Authorities instead offered to provide transport to two state schools in neighbouring villages, but parents rejected this. Last year the department provided a bus service for only three months, then abruptly cancelled it.

From April to December last year, pupils had to walk through dense bush to the schools, about 10km away.

"The community was very worried about their children's safety, especially when they had to walk through the bush to the other schools. There were two attempted rapes last year," Seanego said.

"The only solution is for them [the department] to register this school and provide mobile classrooms," Seanego said.

Two of the teachers have diplomas. Most of the others have a matric qualification.

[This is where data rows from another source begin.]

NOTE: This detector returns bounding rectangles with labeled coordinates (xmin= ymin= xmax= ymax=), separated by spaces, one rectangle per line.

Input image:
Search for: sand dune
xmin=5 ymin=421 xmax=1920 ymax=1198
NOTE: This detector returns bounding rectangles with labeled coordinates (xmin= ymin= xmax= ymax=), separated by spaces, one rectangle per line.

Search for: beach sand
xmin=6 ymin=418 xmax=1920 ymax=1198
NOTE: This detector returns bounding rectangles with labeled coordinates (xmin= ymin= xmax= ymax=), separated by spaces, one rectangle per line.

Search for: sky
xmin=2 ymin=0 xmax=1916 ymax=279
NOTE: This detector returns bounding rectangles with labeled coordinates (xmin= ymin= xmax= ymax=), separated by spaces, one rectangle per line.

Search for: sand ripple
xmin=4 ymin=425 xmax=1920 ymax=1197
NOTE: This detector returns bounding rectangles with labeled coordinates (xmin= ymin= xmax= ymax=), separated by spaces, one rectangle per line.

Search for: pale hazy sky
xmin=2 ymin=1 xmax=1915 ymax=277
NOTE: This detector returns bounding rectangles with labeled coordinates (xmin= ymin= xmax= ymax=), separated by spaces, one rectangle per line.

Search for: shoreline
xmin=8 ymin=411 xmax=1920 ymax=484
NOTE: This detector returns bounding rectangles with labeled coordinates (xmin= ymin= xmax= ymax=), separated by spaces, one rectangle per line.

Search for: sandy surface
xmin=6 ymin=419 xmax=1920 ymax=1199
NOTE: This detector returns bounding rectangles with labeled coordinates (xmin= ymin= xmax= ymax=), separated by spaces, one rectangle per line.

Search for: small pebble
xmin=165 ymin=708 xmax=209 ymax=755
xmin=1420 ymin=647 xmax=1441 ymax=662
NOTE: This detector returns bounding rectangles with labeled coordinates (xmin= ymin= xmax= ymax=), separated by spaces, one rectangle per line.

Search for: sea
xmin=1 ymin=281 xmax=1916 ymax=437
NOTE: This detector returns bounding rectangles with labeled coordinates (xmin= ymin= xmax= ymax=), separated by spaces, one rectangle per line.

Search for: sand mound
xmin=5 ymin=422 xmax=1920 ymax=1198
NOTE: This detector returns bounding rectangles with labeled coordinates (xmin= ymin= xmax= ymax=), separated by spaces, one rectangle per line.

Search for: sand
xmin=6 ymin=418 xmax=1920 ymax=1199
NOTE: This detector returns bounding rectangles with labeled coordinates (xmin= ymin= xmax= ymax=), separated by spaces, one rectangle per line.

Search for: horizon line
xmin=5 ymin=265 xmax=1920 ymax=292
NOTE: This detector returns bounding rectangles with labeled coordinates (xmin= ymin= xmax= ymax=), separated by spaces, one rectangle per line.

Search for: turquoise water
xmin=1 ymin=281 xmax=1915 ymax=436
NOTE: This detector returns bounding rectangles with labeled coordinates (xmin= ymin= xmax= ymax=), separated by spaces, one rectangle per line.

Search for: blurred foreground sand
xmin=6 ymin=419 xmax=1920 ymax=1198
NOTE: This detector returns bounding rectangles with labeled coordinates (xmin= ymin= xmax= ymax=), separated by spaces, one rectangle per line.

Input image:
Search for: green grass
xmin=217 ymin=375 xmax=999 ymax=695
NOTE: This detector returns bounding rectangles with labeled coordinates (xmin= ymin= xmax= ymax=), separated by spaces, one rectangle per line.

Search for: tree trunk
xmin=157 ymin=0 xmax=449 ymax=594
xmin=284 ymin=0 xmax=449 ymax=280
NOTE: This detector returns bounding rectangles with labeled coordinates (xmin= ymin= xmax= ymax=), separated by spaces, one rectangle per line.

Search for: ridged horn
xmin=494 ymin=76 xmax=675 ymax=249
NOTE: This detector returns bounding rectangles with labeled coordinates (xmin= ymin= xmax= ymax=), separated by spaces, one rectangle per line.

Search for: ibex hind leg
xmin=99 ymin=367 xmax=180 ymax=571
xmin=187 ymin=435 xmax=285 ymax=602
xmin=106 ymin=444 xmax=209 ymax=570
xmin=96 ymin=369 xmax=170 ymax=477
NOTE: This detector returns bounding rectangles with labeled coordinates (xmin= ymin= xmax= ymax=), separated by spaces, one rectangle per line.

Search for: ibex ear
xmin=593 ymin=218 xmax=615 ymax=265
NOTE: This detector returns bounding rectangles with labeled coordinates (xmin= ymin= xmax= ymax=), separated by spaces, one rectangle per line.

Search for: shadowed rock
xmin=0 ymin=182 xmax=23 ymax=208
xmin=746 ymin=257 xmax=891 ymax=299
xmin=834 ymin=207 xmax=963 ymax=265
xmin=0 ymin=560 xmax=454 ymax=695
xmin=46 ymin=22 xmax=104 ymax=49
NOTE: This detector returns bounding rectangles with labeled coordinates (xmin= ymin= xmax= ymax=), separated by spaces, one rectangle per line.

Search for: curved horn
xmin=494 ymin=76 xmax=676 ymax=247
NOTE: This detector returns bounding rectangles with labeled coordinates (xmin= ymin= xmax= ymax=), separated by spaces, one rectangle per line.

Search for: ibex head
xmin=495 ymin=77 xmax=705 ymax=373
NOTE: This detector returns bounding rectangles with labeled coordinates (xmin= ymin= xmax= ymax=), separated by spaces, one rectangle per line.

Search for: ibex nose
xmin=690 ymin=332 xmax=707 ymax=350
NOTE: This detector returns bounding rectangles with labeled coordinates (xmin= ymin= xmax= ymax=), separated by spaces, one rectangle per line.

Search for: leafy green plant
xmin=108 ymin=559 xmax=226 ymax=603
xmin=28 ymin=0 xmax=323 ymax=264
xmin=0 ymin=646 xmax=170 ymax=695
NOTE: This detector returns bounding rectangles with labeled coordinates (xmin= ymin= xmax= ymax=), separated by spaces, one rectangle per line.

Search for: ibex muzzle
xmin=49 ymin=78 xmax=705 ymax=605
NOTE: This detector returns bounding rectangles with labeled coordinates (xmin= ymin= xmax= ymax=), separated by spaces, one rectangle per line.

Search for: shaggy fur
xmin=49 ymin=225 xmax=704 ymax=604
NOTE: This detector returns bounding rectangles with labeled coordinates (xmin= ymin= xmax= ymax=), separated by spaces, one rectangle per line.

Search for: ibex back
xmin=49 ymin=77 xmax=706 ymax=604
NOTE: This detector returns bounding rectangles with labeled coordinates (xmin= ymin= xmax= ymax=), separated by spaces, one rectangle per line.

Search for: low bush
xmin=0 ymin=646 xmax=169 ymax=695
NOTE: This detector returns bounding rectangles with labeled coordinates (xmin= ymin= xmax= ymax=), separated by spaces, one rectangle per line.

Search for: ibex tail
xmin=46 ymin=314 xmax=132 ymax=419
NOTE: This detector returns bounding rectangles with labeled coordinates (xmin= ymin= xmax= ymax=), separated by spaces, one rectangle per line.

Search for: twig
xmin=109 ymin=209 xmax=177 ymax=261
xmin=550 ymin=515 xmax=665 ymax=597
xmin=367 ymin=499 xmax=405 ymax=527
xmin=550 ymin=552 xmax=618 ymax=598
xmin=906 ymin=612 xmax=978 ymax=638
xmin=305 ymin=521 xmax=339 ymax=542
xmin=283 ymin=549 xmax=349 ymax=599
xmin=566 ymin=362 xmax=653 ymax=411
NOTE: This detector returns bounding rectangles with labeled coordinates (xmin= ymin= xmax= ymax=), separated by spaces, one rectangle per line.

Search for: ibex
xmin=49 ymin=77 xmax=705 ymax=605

Community members produced written correspondence from as far back as October 2010 in which a department official indicated his support for the building of a school. A chief environmental officer who inspected the proposed site said it was suitable for a school.

But according to minutes of a meeting between the department and Seanego in April, the department said: "Currently there are no resources to establish such a school."

Pupils and volunteer teachers this week pleaded with the department to provide desks, chairs, textbooks, stationery and qualified teachers.

Phuti Mahlakgane, 12, said he liked attending his new school because it was close to home.

"But we want to be promoted to the next grade at the end of this year. We attend class every day like everyone else and we should be promoted," he said.

Fellow pupil Koena Papola, 12, said: "It's getting very cold now and we can't sit on the cold, hard ground because it's very uncomfortable."

Grade 2 teacher Francina Maphakela said she spent R16 a day on taxi fare.

"Yes, we know these children won't be promoted to the next grade at the end of the year and our work is in vain. But I am prepared to teach here, even for 10 years without pay, until the government recognises this school," she said.

Her colleague Margaret Hlako said she wanted to help change the children's lives.

"I feel for them. Some of them don't even have shoes, yet they come to school. It will be heartbreaking if they have to remain in the same grade next year."

Education department spokesman Pat Kgomo, who said the schooling issue at Silvermine was a "crisis", was adamant pupils would not be promoted because "to us, there's no school there".

"Nobody is assessing their work; those are not qualified teachers. We want it solved so we can see what catch-up programme we can put in place."

Kgomo said that the department had given the community an undertaking that it would provide a temporary structure next year.